El pozol es una bebida ancestral originaria de las culturas maya y zoque, profundamente arraigada en la identidad del estado de Tabasco y otras zonas del sureste mexicano como Chiapas y parte de Campeche. Su nombre proviene del náhuatl “pozolli”, que significa “espumoso” o “espuma de maíz”.

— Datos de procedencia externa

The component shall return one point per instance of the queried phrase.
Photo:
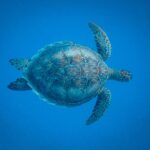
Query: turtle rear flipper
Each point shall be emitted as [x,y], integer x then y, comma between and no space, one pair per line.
[19,85]
[20,64]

Desde tiempos prehispánicos, el pozol se elaboraba con masa de maíz cocido y fermentado, a la que se le agregaba agua. En algunos casos, se le añadía cacao para hacerlo más energético y sabroso, dando origen al pozol con cacao, una variante muy popular. Los antiguos habitantes lo llevaban como alimento líquido en sus jornadas de trabajo o travesías, ya que es refrescante, nutritivo y puede conservarse por varios días.
En la actualidad, el pozol no solo es una bebida típica, sino un símbolo cultural de Tabasco. Se sigue consumiendo en comunidades rurales y urbanas, en jícaras o vasos, y se prepara de manera tradicional en festividades, ferias y celebraciones familiares. Además, es considerado una bebida viva, pues su fermentación natural forma parte de su esencia.
Para el pozol blanco:
½ kg de maíz blanco (preferentemente criollo)
Agua suficiente
Cal (hidróxido de calcio, para nixtamalizar)
Para el pozol con cacao (opcional):
100–150 g de cacao tostado y molido
(Se puede ajustar según qué tan fuerte se quiera el sabor)
1. Nixtamalizar el maíz:
En una olla grande, hierve el maíz con una cucharada de cal por cada litro de agua.
Cocina hasta que la cáscara del maíz se afloje (aprox. 45 minutos).
Retira del fuego, deja reposar, enjuaga bien el maíz para quitar la cal y la cáscara (esto es el nixtamal).
2. Molido:
El maíz cocido se muele en metate, molino manual o molino de masa, hasta obtener una pasta fina.
Si haces pozol con cacao, mezcla el cacao tostado y molido con la masa de maíz hasta que se integren completamente.
3. Formar la masa:
Amasa con las manos agregando un poco de agua hasta obtener una pasta suave y manejable.
Puedes hacer bolas de masa (así se conserva más tiempo) o guardarla en recipiente tapado.
4. Servir el pozol:
Para tomarlo, coloca un poco de masa en un vaso o jícara, agrega agua fría al gusto y disuelve bien con una cuchara o con la mano limpia.
Se puede endulzar con azúcar si se desea (especialmente en el pozol con cacao), pero tradicionalmente se bebe sin azúcar.